MAXXAM INC
DEFA14A, 2000-05-02
PRIMARY PRODUCTION OF ALUMINUM
Previous: MADISON GAS & ELECTRIC CO, 424B3, 2000-05-02
Next: MCMORAN EXPLORATION CO /DE/, 10-Q, 2000-05-02



             PROXY STATEMENT PURSUANT TO SECTION 14(A) OF THE
                      SECURITIES EXCHANGE ACT OF 1934


Filed by the Registrant /x /
Filed by a Party other than the Registrant  /  /

     Check the appropriate box:
/  / Preliminary Proxy Statement
/  / Confidential, for Use of the Commission Only (as permitted by Rule
     14a-6(e)(2))
/  / Definitive Proxy Statement
/X / Definitive Additional Materials
/  / Soliciting Material Pursuant to Section 240.14a-12

      MAXXAM Inc.
- -----------------------------------------------------------------------
(Name of Registrant as Specified In Its Charter)


- -----------------------------------------------------------------------
(Name of Person(s) Filing Proxy Statement if other than the Registrant)

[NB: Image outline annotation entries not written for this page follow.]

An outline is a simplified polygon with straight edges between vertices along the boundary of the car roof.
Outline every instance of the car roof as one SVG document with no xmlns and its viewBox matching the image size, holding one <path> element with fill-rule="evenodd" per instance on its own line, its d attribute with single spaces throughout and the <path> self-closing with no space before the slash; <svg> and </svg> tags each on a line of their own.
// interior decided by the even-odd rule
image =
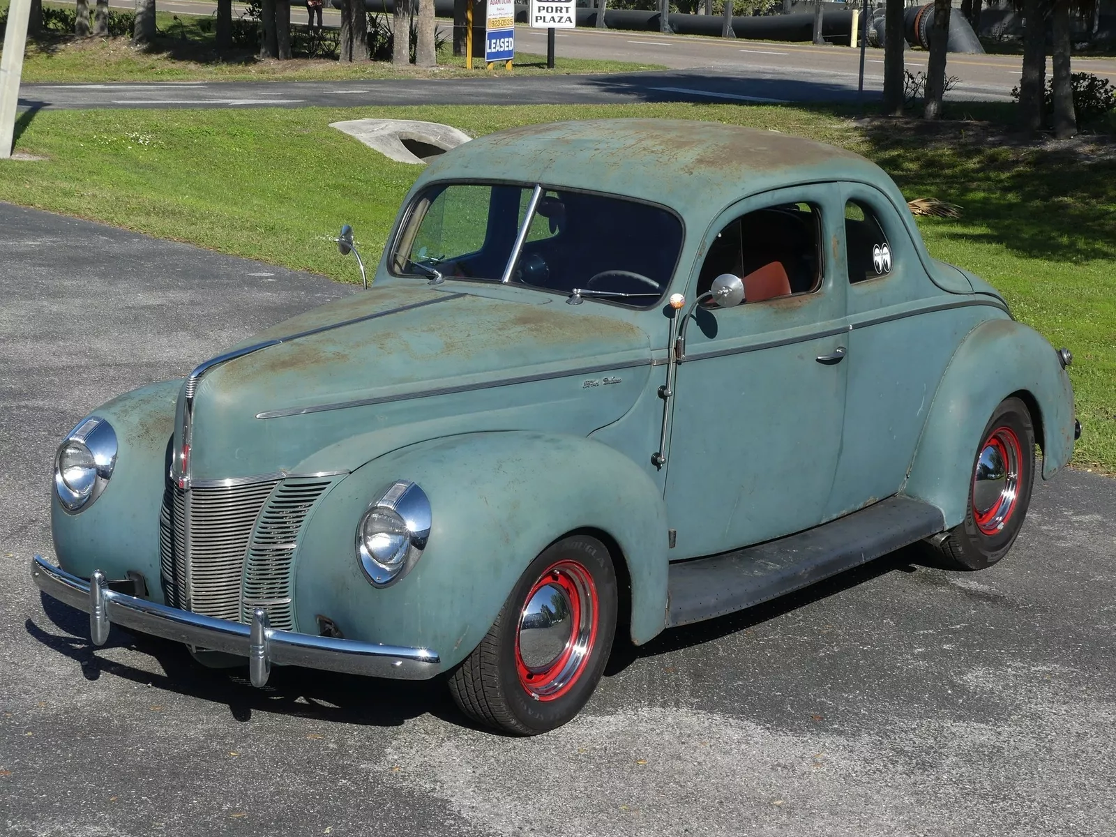
<svg viewBox="0 0 1116 837">
<path fill-rule="evenodd" d="M 433 158 L 415 184 L 508 180 L 629 195 L 683 218 L 792 183 L 858 180 L 894 186 L 853 152 L 776 131 L 689 119 L 585 119 L 478 137 Z"/>
</svg>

     Payment of Filing Fee (Check the appropriate box):

/x / No fee required.

/  / Fee computed on table below per Exchange Act Rules 14a-6(i)(4) and 0-
     11.

     (1)  Title of each class of securities to which transaction applies:

          --------------------------------------------------------------

     (2)  Aggregate number of securities to which transaction applies:

          --------------------------------------------------------------

     (3)  Per unit price or other underlying value of transaction computed
          pursuant to Exchange Act Rule 0-11 (Set forth the amount on which the
          filing fee is calculated ans state how it was determined):

          --------------------------------------------------------------

     (4)  Proposed maximum aggregate value of transaction:

          --------------------------------------------------------------

     (5)  Total fee paid:

          --------------------------------------------------------------

/  / Fee paid previously with preliminary materials.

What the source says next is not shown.